University of Western Ontario technology and pop culture expert Tim Blackmore presents his second annual Top 10 Weirdly Missed or Dissed DVDs of 2008.
1. “The Fall”
This is a gorgeous story about two people recovering from injuries. As the Hollywood stuntman considers his fall off a horse, and out of the graces of the woman he loves, he meets a far more interesting person, a young girl (played with astounding humanity and wit by the then nine year old Catinca Untaru) to whom he tells a magical tale of love and revenge. This is without doubt the most beautifully envisioned film, orchestrated in part by director Tarsem Singh’s designer, the famous Eiko Ishioka.
2. “Tex Avery’s Droopy – The Complete Theatrical Collection”
Hard not to identify with the deadpan little dog that keeps looking straight into the camera and drawling “You know what? I’m the hero.” Avery’s brilliance shines through in these classics, and even more hilarious, cartoons that taught a generation how to time action and comedy.
3. “Travellers and Magicians”
Another wonderful crossing of the story boundaries as the young man, Dondup, eager to escape what he sees as the suffocating cultural backwater of Bhutan, travels with a group of people who become part of another story told on the road to keep the travelers occupied. And what a story of myth and magic, romance, betrayal and beauty it is! The documentaries here are also worth the whistle, in part because this film and the process of film making is as much about how we live as what we watch (but presented in a very acceptable, non-sermonizing way, I promise).
4. “Redbelt”
David Mamet’s zen (or Stoic, if you prefer) entry into the world of, as he unreconstructedly calls them, ‘fight films.” As Forest Whitaker had to in Jim Jarmusch’s superb “Ghost Dog,” Chiwetel Ejiofor struggles to determine the balance between principle, studied non-violence, and doing what one must to survive. A brilliantly cut sharp gem of a film about the zen of martial arts.
5. “Emile De Antonio: Films of a Radical Saint”
Last year, I talked about one of De Antonio’s single films, but here in a new set are four wonderful, hilarious, iconoclastic (and hey, just amazing) documentaries: the famous “Vietnam: In the Year of the Pig,” and the equally famous but now unjustly forgotten “Millhouse: A White Comedy” (where Richard Nixon with every word blunders into new and bathetic territory), and two others. De Antonio’s humor, his eye for the absurd, taught Errol Morris of “The Fog of War” and “Standard Operating Procedure,” so much of what he knows.

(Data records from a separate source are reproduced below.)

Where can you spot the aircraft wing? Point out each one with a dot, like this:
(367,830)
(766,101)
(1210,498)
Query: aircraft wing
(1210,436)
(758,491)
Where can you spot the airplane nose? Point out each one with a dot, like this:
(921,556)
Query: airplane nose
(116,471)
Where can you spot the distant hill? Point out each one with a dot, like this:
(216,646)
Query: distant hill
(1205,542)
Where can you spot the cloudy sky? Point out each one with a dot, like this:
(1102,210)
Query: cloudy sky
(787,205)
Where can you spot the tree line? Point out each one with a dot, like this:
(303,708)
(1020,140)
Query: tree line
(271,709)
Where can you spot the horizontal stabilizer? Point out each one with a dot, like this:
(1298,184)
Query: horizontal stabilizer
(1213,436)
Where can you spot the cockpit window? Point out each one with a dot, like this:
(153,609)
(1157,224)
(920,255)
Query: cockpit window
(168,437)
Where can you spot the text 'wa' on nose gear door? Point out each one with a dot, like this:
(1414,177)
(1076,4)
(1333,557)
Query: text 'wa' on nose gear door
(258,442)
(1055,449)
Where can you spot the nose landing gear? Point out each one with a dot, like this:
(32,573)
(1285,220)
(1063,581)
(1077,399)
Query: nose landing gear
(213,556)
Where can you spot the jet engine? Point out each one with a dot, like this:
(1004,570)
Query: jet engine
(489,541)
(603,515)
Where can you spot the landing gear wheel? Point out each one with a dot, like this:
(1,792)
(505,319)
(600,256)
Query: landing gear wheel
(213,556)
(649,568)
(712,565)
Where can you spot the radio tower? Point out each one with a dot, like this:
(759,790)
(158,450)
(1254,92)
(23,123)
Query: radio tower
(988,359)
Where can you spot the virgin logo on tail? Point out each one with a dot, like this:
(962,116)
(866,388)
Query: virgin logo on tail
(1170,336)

6. “Dark City” (Re-release)
This terrific little film was eclipsed by “The Matrix” (remember that one?) when it was first released. Now here it is again in an extended and beautifully re-mastered edition, complete with superb bonus features where director Proyas (“The Crow” and “I, Robot”) explains his astonishing, nightmarish vision of a city and people that change every night. If you look hard, there’s a pre-“24” Keifer Sutherland in there, too.
7. “Counterfeiters”
As tightly and carefully made as “The Counterfeiters” was, the bonus features on this disk make it worth re-seeing. The best is a documentary that follows one of the original counterfeiters telling his own story, and talking about dealing with Holocaust denial. A beautiful original with nothing fake about it.
8. “Creature Comforts” (Second Season)
If you haven’t yet met “Creature Comforts,” then you’re a lucky person! Here Nick Park’s crew (“Wallace and Gromit”) interviews the most unusual ‘usual’ people in Britain (there’s also an American version which is completely different and equally hilarious) about, well, everything. But the interviews are played out by claymation animals of different kinds, and the subtlety of expression is hilarious, delightful, and very, well, human.
9. “Honeydripper”
John Sayles’ films are always a landmark events, and this one about the mythic beginning of blues, R&B and early rock at the Honeydripper Lounge in 1950s’ Alabama, is no different.
10. “Horton Hears a Who” (Two-Disk Edition)
You need to get the two disk set so you can see the documentaries about how the artists adapted Theodore ‘Dr. Seuss’ Geisel’s visions from flat page to 3D computer graphics. The incredible love that went into the making of Whoville may be lost otherwise, since it goes by so quickly. And watch Horton’s skin dry as he gets out of the cool of the pool in the kingdom of Nool.